One of the shortcomings of the GA4 BigQuery export is its lack of session-level traffic source data. Data on traffic sources are only available at the user and event levels. Having to rely on event-level data makes analyzing session-level traffic acquisition quite inconvenient.
This blog post will show how to recreate the GA4 session traffic source dimensions using BigQuery export event data. The result will be a lookup table containing the last non-direct source of traffic for each unique session id.
Before jumping into the SQL queries, let’s go through the basics.
- 2023-03-24: Improvements to the last non-direct attribution. Read the last non-direct traffic source from the last preceding event traffic source.
- 2023-03-29: Query performance improvements to the session traffic source query.
What kind of traffic source data is available in BigQuery?

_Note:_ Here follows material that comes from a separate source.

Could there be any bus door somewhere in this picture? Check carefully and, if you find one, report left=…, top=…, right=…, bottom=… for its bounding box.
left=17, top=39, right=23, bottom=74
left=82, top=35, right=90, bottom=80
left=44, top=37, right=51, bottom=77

The most common source of confusion in the GA4 export seems to relate to the poorly named traffic_source parameters. Traffic_source contains the user-level first-touch traffic source, not the session’s traffic source.
Additionally, the individual events in BigQuery can contain event parameters such as source, medium, and campaign. The parameters are nested inside the event_params field of the event.
For help with querying nested event parameters, see my earlier post.
How is the session traffic source defined in GA4?
In Universal Analytics, the traffic source dimensions were quite clear. That’s because a changed source of traffic during a session would always create a new session. Therefore, there could only ever be one source of traffic per session.
GA4 is different. A change in the source of traffic will no longer trigger a new session. Instead, if a new traffic source is detected within the session, the session will continue with the traffic source details captured in the events’ parameters.
So how does GA4 report session source and medium?
I tested this by retrieving the session source and medium per unique session id from the GA4 Data API and compared that to the event-level source and medium data from the BigQuery export. In cases where the session included multiple different source and medium pairs, the source / medium reported in the GA4 interface was the one that appeared first.
In the following example session, the visit starts directly without traffic source data. The first page view is followed by another one that includes the utm_source and utm_medium parameters. Later, there’s another utm_source & utm_medium pair with different values. In GA4, the final source / medium of the session is reported as “(direct) / (none)”.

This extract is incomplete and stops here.